Coincidentally, Betsy's brother, Kevin, is at Eastern Iowa U, struggling to get his Ph.D. in the massive (but corrupt) agricultural research organization run by Dr. Arthur Larsen. When offered a lucrative opportunity to jump up in the hierarchy—all he has to do is cut some major ethical corners, not ask any inconvenient questions, and not look too closely at some of the Middle Eastern students coming in, or what they're up to—he grabs it. To his eventual regret.
Now if you check out the book cover over there (you may have to disable your ad blocker, which you should, it's just an Amazon ad, nothing obnoxious or clickbaity), you'll see biohazard symbols and a gas mask.
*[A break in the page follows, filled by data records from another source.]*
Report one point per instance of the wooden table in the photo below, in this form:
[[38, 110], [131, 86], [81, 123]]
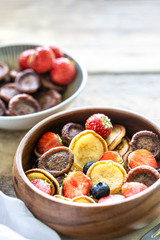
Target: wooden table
[[118, 41]]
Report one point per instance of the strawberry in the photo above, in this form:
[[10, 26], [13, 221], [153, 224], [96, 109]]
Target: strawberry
[[24, 58], [57, 51], [76, 184], [111, 199], [141, 157], [48, 141], [112, 155], [42, 185], [100, 123], [63, 71], [42, 60], [131, 188]]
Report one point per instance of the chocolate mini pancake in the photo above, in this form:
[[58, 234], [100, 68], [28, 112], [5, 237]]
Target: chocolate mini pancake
[[69, 131], [8, 91], [4, 70], [27, 81], [22, 104], [57, 161], [2, 108], [48, 98], [146, 140], [118, 132], [143, 174]]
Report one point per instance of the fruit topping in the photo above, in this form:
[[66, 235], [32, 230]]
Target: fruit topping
[[4, 70], [43, 181], [100, 190], [76, 184], [146, 140], [47, 141], [131, 188], [22, 104], [63, 71], [112, 155], [69, 131], [87, 146], [8, 91], [141, 157], [87, 166], [27, 81], [143, 174], [48, 98], [108, 172], [116, 136], [115, 198], [57, 161], [99, 123], [24, 58]]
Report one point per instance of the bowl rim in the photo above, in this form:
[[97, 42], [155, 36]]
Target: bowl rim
[[18, 158], [83, 71]]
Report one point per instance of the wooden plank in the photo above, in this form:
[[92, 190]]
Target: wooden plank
[[107, 36]]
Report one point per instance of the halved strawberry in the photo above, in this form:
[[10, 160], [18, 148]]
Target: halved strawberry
[[141, 157], [114, 198], [131, 188], [42, 185], [76, 184], [47, 141], [112, 155], [99, 123]]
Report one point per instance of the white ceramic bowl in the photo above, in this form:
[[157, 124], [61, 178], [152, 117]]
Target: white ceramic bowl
[[9, 55]]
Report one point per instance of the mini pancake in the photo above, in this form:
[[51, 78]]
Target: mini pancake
[[118, 132], [108, 172], [143, 174], [83, 199], [69, 131], [57, 161], [87, 146]]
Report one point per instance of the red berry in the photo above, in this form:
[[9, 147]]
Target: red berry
[[63, 71], [99, 123], [24, 58], [57, 51], [131, 188], [111, 199], [47, 141], [141, 157], [43, 59], [76, 184], [42, 185]]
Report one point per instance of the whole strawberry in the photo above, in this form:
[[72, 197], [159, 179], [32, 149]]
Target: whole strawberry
[[42, 60], [99, 123], [24, 58], [63, 71]]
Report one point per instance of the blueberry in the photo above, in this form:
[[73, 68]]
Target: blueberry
[[86, 166], [100, 190]]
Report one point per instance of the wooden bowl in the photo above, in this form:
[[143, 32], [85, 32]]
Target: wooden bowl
[[86, 221]]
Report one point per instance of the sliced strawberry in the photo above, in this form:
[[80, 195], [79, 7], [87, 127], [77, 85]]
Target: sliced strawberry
[[57, 51], [42, 60], [47, 141], [63, 71], [131, 188], [42, 185], [76, 184], [99, 123], [24, 58], [111, 199], [141, 157], [112, 155]]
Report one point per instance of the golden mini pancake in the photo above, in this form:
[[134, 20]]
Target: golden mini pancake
[[108, 172], [87, 146], [118, 132]]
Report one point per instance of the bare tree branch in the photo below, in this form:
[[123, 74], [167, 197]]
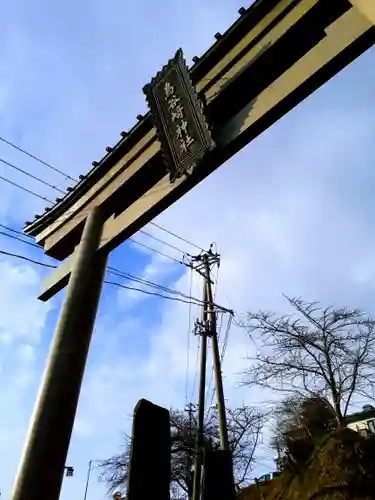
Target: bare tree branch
[[316, 351]]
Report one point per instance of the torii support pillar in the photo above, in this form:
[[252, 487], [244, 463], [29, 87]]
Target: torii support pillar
[[41, 468]]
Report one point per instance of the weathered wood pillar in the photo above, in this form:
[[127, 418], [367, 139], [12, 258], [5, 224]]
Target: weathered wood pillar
[[41, 469]]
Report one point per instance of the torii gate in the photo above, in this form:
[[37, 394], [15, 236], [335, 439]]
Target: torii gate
[[275, 55]]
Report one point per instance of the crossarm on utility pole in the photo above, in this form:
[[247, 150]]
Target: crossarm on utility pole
[[223, 428], [202, 390]]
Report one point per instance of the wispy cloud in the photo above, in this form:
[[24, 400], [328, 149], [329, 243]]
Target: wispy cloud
[[292, 212]]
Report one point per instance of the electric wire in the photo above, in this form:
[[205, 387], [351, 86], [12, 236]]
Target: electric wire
[[10, 254], [156, 251], [11, 165], [188, 340], [176, 236], [67, 176], [18, 148], [19, 239], [16, 231], [161, 241], [5, 179]]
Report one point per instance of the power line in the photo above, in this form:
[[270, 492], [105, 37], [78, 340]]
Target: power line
[[75, 180], [111, 270], [155, 294], [176, 236], [27, 259], [188, 341], [37, 159], [19, 239], [16, 232], [152, 293], [154, 250], [161, 241], [25, 189], [11, 165]]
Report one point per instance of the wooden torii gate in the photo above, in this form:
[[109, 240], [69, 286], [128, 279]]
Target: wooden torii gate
[[275, 55]]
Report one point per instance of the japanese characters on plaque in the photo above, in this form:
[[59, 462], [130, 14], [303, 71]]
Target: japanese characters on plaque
[[178, 117]]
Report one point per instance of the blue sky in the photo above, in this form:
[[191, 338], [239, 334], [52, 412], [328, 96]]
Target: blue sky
[[293, 212]]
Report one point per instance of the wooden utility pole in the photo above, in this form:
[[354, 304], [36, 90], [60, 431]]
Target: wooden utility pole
[[203, 264], [190, 409], [209, 259], [201, 328]]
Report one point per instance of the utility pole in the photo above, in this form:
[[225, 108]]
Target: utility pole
[[190, 409], [203, 264], [88, 479], [201, 328], [209, 259]]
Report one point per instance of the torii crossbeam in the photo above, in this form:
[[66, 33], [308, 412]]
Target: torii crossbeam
[[276, 54]]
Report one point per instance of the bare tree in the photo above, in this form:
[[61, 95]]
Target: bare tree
[[315, 352], [300, 427], [244, 428]]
And if you remember the Gulf War, you'll recall the concern that Saddam Hussein might be willing to deploy bio-WMDs to avoid a certain loss. Could the mysterious doings in Wapsipinicon have anything to do with that? Hint: yes, but let's not go into details.
There are plot twists and turns, as Clyde and Betsy battle their respective bureaucracies and struggle to uncover the truth. There's a pulse-pounding climax.
A wonderful book, readers, highly recommended if you're into this sort of thing at all.
Without getting too mushy or overanalytical, what I've noticed in Stephenson's work over the years is: his books, through the actions of his characters, seem to champion the same values I hold dear. You'd think that would be more common than it is. It's not. So when it happens, it's worth pointing out.